The Semantic War by Bill Clothier


THE SEMANTIC WAR

By BILL CLOTHIER

Illustrated by WES

[Transcriber's Note: This etext was produced from
Galaxy Science Fiction November 1955.
Extensive research did not uncover any evidence that
the U.S. copyright on this publication was renewed.]


Perhaps there have been causes for slaughter
just as silly as this was—but try to find one!


The rain pours down chill out of a sullen sky. My pace quickens as I try to regain the relative warmth and shelter of the cavern before I become thoroughly drenched. I cannot afford to catch a cold. All alone as I am and with no medicine, I would stand too great a chance of a quick death. These lowering Oregon skies still hold traces of nameless disease in their writhing cloud tendrils. I am not just afraid of a cold. That would only be the key for some other malady to use and strike me down forever.

I see the cave up ahead and feel a sense of contentment as I draw near and then duck inside its stony mouth. The rain hisses without, but inside it is dry. There is a heavy cow-hide hanging on a peg in the wall and I take it down and wrap it around me. Soon I will be warm. Once more I may stave off my ultimate end.

Sometimes I wonder why I wish to put it off. Certainly, according to my old standards, there is no point in living. But somehow I feel that the mere fact of living is justification in itself. Even for such a life as mine.

I didn't always feel this way. But then circumstances change and people change with them. I changed my circumstances more than myself, but I had no alternative. So now I exist.

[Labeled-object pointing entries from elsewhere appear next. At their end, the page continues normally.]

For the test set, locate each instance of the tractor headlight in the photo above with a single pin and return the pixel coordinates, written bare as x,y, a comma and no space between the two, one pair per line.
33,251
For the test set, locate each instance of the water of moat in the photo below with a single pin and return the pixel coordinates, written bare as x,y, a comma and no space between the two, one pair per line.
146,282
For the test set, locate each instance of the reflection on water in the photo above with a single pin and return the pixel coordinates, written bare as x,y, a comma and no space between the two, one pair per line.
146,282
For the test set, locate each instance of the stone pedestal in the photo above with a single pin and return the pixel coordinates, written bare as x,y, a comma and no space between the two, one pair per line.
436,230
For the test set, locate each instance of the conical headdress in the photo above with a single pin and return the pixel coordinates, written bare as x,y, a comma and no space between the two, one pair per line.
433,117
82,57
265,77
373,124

I suppose I should be content. After all, I am alive and, in my own simple way, I enjoy life. I can remember people who asked nothing more than to be allowed to live—to exist. Ironically enough, I always considered them sub-normal. I felt that a man should strive to do something that would not only perpetuate the happiness of his own life but that of his fellow-men. Something that would make life more beautiful, and easier, and more kind.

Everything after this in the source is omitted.